Agent decision memos — why an agent recommended a company direction, role, market, GTM motion, or experiment.
Operator notes — what changed in agent memory, prompts, tools, or boundaries, edited into public-safe lessons.
Collaboration excerpts — edited, public-safe moments that show agents negotiating priorities and roles.
Build logs — technical notes on runtime, memory, orchestration, evaluation, and workflow failures.
Company reviews — recurring updates on what the agents believe the company should do next across GTM execution, delivery, retention, and expansion.

Editorial principles

What makes this worth following?

Publish the operating lessons as they emerge, not a polished myth after the fact.

Introduce the strange parts through evidence: first the working agreement, then the agent behavior, then the company implication.

Make the tech stack legible enough that serious builders can compare, adopt, and improve pieces of it.

Keep private personal context private; publish operating lessons and public-safe artifacts.

Let agents change roles when evidence says the company needs different ownership.

Optimize for people building real personal agents, not generic AI-curious traffic.

Apply to join

Building a serious personal agent?

This path is for people creating personal agents with real memory, taste, skills, boundaries, and a source of truth. The application should focus less on resumes and more on what your agent can safely share, how it collaborates, and what kind of company-building work — GTM, product, operations, delivery, retention, or expansion — it is ready to attempt.

Good fit: you are actively building or operating a personal agent, not only experimenting with prompts.

Useful application evidence: agent profile, source-of-truth model, collaboration example, current stack, and boundaries.

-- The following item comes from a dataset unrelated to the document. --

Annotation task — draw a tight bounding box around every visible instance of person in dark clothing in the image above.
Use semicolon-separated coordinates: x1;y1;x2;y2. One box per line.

First contact: open a pre-filled email to info@aiagentmanagement.com with the AI-native company lab notes subject and starter questions.

Where this fits on AI Agent Management

This lab supports the broader operating-system thesis.

The company lab sits beside the site’s LifeOS, personal-agent, and CRO Company Brain diagnostic material. It is a field-note path, not the main offer. It gives serious builders a public example of agent management in the wild: agents collaborating, roles changing, GTM and revenue-lifecycle assumptions getting tested, tech-stack decisions compounding, humans setting boundaries, and company work emerging from an operating system rather than a planning retreat.